Issue: (1) Are the subject stainless steel panels classified in subheading 7308.90.9560 as “Structures (excluding prefabricated building of heading 9406) and parts of structures … of iron or steel; plates, rods, angles, shapes, sections, tubes and the like, prepared for use in structures, of iron or steel: Other: Other: Other: Other: Architectural and ornamental work”; in subheading 7308.90.9590 as “Structures (excluding prefabricated building of heading 9406) and parts of structures … of iron or steel; plates, rods, angles, shapes, sections, tubes and the like, prepared for use in structures, of iron or steel: Other: Other: Other: Other: Other”; or in subheading 7610.90.0080, as “Aluminum structures (excluding prefabricated buildings of heading 9406) and parts of structures (for example, bridges and bridge-section, towers, lattice masts, roofs, roofing frameworks, doors and windows and their frames and thresholds for doors, balustrades, pillars and columns); aluminum plates, rods, profiles tubes and the like, prepared for use in structures: Other: Other: Other.”? (2) Are the subject zinc panels classified in subheading 7610.90.0080 as “Aluminum structures (excluding prefabricated buildings of heading 9406) and parts of structures (for example, bridges and bridge-section, towers, lattice masts, roofs, roofing frameworks, doors and windows and their frames and thresholds for doors, balustrades, pillars and columns); aluminum plates, rods, profiles tubes and the like, prepared for use in structures: Other: Other: Other”; in subheading 7905.00.0000 as “Zinc plates, sheets, strip and foil”; or in subheading 7907.00.6000, as “Other articles of zinc: Other.”?

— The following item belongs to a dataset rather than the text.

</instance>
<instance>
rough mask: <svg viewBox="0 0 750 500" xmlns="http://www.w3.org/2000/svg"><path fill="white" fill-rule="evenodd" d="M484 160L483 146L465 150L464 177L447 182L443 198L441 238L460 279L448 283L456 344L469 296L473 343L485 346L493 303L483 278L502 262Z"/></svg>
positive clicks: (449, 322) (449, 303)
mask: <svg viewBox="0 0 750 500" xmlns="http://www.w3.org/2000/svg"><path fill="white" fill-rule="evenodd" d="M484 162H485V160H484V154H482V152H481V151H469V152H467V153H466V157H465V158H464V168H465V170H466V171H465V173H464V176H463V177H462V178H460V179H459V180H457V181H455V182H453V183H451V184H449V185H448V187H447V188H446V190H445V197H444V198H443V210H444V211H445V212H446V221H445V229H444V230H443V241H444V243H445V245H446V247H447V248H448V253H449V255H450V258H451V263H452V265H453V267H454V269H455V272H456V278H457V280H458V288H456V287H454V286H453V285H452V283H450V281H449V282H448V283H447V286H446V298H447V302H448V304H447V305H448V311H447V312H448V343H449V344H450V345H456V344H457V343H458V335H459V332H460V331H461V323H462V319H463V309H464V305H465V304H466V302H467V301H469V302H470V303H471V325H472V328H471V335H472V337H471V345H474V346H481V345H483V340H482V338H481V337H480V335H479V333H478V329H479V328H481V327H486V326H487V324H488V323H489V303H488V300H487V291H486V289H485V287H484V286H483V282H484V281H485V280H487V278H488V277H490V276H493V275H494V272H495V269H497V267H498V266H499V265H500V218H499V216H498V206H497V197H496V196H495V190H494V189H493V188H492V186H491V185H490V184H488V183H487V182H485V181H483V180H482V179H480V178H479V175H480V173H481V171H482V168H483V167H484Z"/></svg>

Item: Stainless steel and zinc panels used as building materials for Overgaard’s School of Music (“SOM”) project. (1) The stainless steel panels at issue are bent stainless steel panels with small aluminum clips attached. The aluminum clips connect the panels together and are not themselves structural aluminum components. Some of the stainless steel panels include small aluminum supports. The stainless steel panels make up a portion of the final SOM project that is beneath the window curtain wall or above the curtain wall. The stainless steel panels are independent of the curtain wall and are not connected to it. Based on the commercial invoices, the stainless steel portion of the panels predominates over the aluminum portion by value and by weight. (2) According to Overgaard’s submission, the zinc panels are made from zinc sheets from Germany that are sent to China to be cut and bent. Extruded aluminum brackets/clips are then added to the back of the panels in China. The zinc panels include a zinc lip around some or all of the outer edges. These panels are rainscreen wall panels and are described as individual panels that connect to a solid concrete wall, and not to one another.
Reason: Because the stainless steel and zinc panels are composite goods, they are classified under GRI 3(b), as if they consisted of the material or component which gives them their essential character. Additionally, note 7 to section XV provides that composite articles of base metal containing two or more base metals are to be treated as articles of the base metal predominating by weight over each of the other materials. Here, the stainless steel component of the stainless steel panels, and the zinc component of the zinc panels, predominate by weight and value over the aluminum component. According to the submitted documentation, the stainless steel or zinc is the facing material, and the aluminum components serve only supporting roles in attaching the stainless steel panel to the concrete wall behind it.